Figure 5. Reduced astrocytic differentiation in MRL/MpJ injured spinal cord.

Sagittal sections of the lesion epicenter at 54 dpi (a–l) and 109 dpi (m–r) labeled for BrdU (green) and lineage markers (red): GFAP (a–f), NG2 (g–l), OX-42 (m–r) in C57BL/6 (a–c, g–i, m–o) and MRL/MpJ (d–f, j–l, p–r) mice. Higher magnifications of cells marked by the arrowheads are shown in boxed inserts. s–v, Graphs represent the quantification of BrdU-labeled cells stained for a specific marker at 54 dpi (s, u) and 109 dpi (t, v) shown as percentage of all BrdU-labeled cells (s, t) and as absolute number of co-stained BrdU-labeled nuclei per mm³ (u, v). At 54 dpi, C57BL/6 mice showed more NG2/BrdU- and GFAP/BrdU-positive cells than MRL/MpJ mice. At 109 dpi, C57BL/6 mice had still more GFAP/BrdU-expressing cells than MRL/MpJ mice; however, OX-42/BrdU-positive cells were only found in MRL/MpJ spinal cord (2.7±0.9%). Asterisks denote significant difference between MRL/MpJ and C57BL/6, P<0.05 (Student's t-test). Scale bar, 100 µm (a–i); 50 µm (p–r); 50 µm for boxed area (a–i); 25 µm for boxed area (p–r).

Figure 6. Gene expression profiling of the MRL/MpJ and C57BL/6 injured spinal cord.

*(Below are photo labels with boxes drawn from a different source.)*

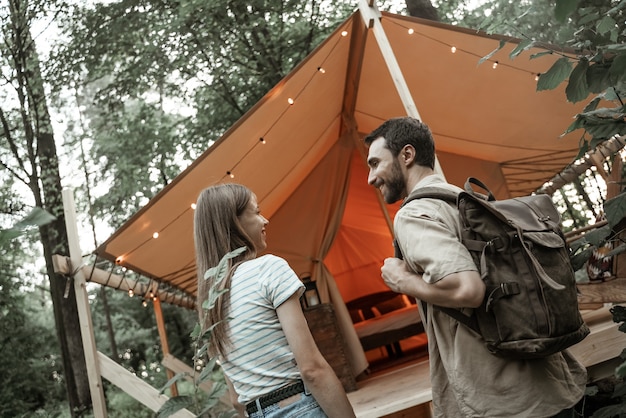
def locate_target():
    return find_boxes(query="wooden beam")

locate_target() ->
[577,278,626,304]
[348,307,626,418]
[161,354,233,408]
[152,295,178,396]
[98,352,195,418]
[52,254,196,310]
[62,189,107,418]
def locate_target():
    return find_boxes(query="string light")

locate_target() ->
[111,22,349,272]
[390,20,564,80]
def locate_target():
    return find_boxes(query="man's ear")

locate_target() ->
[400,144,415,167]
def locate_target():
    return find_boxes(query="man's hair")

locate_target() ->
[194,183,257,358]
[364,116,435,169]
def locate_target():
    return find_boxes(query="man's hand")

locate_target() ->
[380,258,421,295]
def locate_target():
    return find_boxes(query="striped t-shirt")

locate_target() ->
[221,254,304,404]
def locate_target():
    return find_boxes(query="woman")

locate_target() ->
[194,184,354,418]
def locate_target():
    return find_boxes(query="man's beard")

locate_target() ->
[383,160,406,204]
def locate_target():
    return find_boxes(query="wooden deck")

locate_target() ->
[348,307,626,418]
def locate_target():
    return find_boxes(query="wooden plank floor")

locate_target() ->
[348,307,626,418]
[348,360,431,418]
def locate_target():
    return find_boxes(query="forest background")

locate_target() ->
[0,0,626,417]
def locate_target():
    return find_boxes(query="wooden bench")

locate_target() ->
[346,291,424,357]
[348,307,626,418]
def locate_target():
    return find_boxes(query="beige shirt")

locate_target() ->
[394,175,587,418]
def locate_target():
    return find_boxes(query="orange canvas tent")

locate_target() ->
[96,0,582,374]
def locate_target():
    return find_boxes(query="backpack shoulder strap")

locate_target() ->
[400,187,459,207]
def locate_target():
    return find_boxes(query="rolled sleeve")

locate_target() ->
[394,198,478,283]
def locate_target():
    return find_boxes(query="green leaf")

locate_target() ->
[561,115,585,136]
[530,51,553,60]
[596,16,616,34]
[157,396,194,418]
[537,57,572,91]
[509,39,535,59]
[604,193,626,228]
[554,0,578,22]
[609,54,626,84]
[613,382,626,398]
[570,247,594,271]
[191,322,202,339]
[565,58,589,103]
[583,97,602,113]
[584,63,613,93]
[478,39,506,65]
[606,244,626,257]
[0,207,56,242]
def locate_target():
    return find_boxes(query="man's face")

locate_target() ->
[367,137,406,203]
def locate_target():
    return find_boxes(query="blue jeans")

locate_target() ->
[250,393,326,418]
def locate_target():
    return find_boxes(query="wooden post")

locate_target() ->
[359,0,445,177]
[62,189,107,418]
[152,297,178,396]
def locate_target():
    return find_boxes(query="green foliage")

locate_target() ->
[0,207,56,244]
[48,0,354,227]
[591,305,626,418]
[476,0,626,148]
[0,262,65,417]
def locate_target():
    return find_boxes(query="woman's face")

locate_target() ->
[239,194,269,251]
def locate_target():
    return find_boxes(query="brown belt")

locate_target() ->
[246,380,304,415]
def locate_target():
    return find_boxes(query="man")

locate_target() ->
[365,117,587,418]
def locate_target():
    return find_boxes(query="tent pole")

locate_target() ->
[62,189,107,418]
[359,0,422,120]
[152,297,178,396]
[359,0,445,177]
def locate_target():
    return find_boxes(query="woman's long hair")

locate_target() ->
[194,183,257,358]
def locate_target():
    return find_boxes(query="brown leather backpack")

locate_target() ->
[394,177,589,359]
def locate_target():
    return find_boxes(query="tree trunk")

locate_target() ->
[9,0,91,416]
[406,0,439,22]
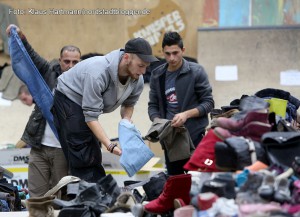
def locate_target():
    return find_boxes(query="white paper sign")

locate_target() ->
[280,70,300,86]
[215,65,238,81]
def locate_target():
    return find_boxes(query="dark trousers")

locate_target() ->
[164,132,204,176]
[52,91,105,182]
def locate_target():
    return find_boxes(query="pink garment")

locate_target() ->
[239,202,282,217]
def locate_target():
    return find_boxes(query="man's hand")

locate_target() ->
[6,24,23,38]
[171,112,188,127]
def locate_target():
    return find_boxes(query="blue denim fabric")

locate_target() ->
[119,119,154,177]
[8,28,58,139]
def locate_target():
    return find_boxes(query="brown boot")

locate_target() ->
[26,196,55,217]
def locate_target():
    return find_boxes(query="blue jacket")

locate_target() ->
[8,28,59,147]
[119,119,154,177]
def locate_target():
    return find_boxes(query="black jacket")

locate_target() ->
[21,39,61,148]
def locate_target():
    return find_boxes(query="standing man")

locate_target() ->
[52,38,157,182]
[148,32,214,175]
[6,24,81,197]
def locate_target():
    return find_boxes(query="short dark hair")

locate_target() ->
[81,52,103,60]
[162,32,183,49]
[60,45,81,56]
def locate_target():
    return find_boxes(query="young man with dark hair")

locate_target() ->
[148,32,214,175]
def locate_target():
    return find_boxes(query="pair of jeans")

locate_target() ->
[52,90,106,182]
[28,145,68,197]
[119,119,154,177]
[8,28,58,139]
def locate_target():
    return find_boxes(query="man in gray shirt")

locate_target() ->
[52,38,157,182]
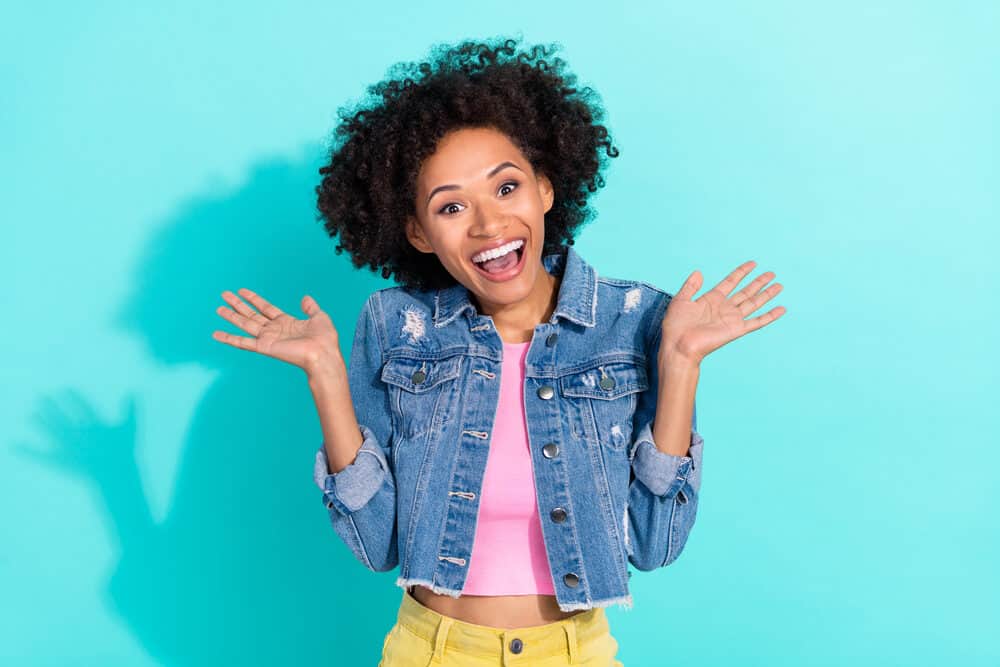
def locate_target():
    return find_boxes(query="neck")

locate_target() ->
[473,267,560,343]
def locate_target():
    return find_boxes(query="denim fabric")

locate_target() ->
[314,246,703,611]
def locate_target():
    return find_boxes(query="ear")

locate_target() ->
[535,174,555,213]
[406,215,434,252]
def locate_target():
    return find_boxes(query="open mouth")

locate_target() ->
[472,238,527,281]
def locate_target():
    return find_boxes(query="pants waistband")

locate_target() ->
[397,589,610,664]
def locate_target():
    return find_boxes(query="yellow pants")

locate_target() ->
[379,590,624,667]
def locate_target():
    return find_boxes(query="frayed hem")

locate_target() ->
[396,577,462,598]
[559,595,632,611]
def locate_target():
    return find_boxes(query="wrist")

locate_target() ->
[302,349,347,388]
[657,341,701,372]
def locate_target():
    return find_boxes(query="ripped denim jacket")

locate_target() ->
[314,246,703,611]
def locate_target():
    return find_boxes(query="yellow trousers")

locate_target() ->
[378,590,624,667]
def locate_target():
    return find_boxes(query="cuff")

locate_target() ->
[629,422,705,499]
[313,424,389,514]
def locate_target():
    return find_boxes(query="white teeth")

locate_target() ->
[472,239,524,264]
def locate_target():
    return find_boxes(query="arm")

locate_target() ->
[628,296,704,570]
[309,292,399,572]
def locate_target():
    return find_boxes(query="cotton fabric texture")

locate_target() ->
[378,591,623,667]
[313,246,704,611]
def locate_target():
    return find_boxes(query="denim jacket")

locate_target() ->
[314,246,703,611]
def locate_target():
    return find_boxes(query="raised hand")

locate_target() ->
[212,288,340,374]
[659,260,786,365]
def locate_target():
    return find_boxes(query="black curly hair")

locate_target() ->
[316,37,618,290]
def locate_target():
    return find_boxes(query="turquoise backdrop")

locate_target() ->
[0,0,1000,667]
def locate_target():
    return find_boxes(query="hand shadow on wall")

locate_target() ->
[15,147,402,667]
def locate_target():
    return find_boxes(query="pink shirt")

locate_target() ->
[462,342,555,595]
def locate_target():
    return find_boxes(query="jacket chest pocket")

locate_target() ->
[382,356,462,448]
[559,361,649,451]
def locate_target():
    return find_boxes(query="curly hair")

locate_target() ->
[316,37,618,290]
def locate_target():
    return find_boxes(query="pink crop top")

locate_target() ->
[462,342,555,595]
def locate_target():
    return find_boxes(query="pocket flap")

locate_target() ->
[382,356,462,394]
[559,361,649,400]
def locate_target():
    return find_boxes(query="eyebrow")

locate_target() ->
[427,160,524,204]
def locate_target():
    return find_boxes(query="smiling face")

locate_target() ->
[406,128,553,312]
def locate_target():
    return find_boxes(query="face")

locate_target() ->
[406,128,553,306]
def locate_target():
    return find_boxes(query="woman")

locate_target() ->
[213,40,784,665]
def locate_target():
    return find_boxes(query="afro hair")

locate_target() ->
[316,37,618,290]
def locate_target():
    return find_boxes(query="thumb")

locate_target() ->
[302,294,322,317]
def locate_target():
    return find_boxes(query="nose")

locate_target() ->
[470,204,508,238]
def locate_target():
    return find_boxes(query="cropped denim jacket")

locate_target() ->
[314,246,703,611]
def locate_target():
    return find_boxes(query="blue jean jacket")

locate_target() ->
[314,246,703,611]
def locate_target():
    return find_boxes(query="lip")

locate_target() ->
[469,236,528,283]
[469,236,528,264]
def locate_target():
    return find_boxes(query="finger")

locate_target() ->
[745,306,788,333]
[737,283,784,317]
[212,331,257,352]
[713,259,757,297]
[215,306,264,336]
[239,287,285,320]
[730,271,775,314]
[674,269,702,301]
[302,294,322,317]
[222,290,264,324]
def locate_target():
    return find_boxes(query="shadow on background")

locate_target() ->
[15,148,402,666]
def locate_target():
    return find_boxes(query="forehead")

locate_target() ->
[419,127,530,187]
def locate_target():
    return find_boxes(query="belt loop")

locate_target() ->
[431,615,452,663]
[563,616,579,665]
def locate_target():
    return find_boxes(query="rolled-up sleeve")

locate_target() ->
[626,295,704,571]
[313,292,399,572]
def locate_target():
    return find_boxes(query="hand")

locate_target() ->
[659,260,786,365]
[212,288,340,374]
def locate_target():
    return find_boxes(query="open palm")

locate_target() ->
[660,260,786,364]
[212,289,340,372]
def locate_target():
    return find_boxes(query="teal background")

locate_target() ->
[0,1,1000,667]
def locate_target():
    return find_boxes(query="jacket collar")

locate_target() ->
[434,246,597,327]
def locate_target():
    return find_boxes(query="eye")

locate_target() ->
[500,181,519,196]
[438,202,460,215]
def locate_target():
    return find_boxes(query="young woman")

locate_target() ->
[213,40,785,666]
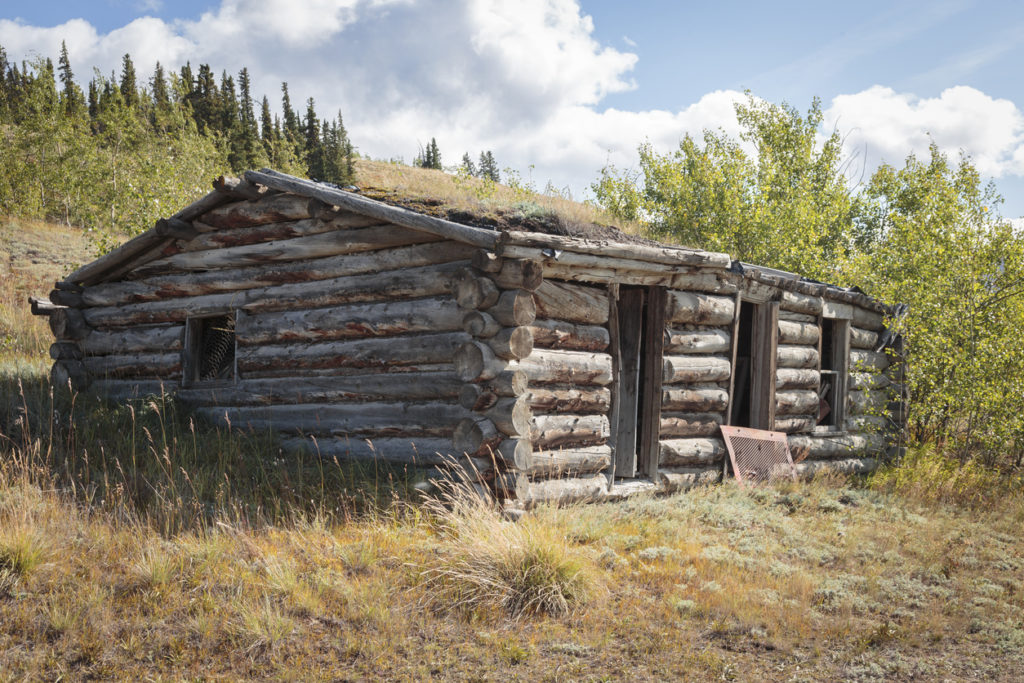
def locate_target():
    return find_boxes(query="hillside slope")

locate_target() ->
[0,211,1024,681]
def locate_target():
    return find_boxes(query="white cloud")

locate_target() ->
[0,0,1024,202]
[824,85,1024,177]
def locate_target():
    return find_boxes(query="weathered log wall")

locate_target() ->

a, Using loose criteria (dChip1.3 fold change>1.2 OR Drop method confidence = 50%), 1538 genes were found to be differentially expressed in C57BL/6 spinal cord 4 days after hemisection. Using strict criteria (dChip1.3 fold change>1.2 AND Drop method confidence = 95%), 745 differentially expressed genes were found in MRL/MpJ spinal cord 4 days after hemisection, and 272 of these genes were exclusive for the MRL/MpJ injured spinal cord. b, Classification by biological function of genes up-regulated exclusively in MRL/MpJ injured spinal cord. c, Classification by biological function of genes down-regulated exclusively in MRL/MpJ injured spinal cord.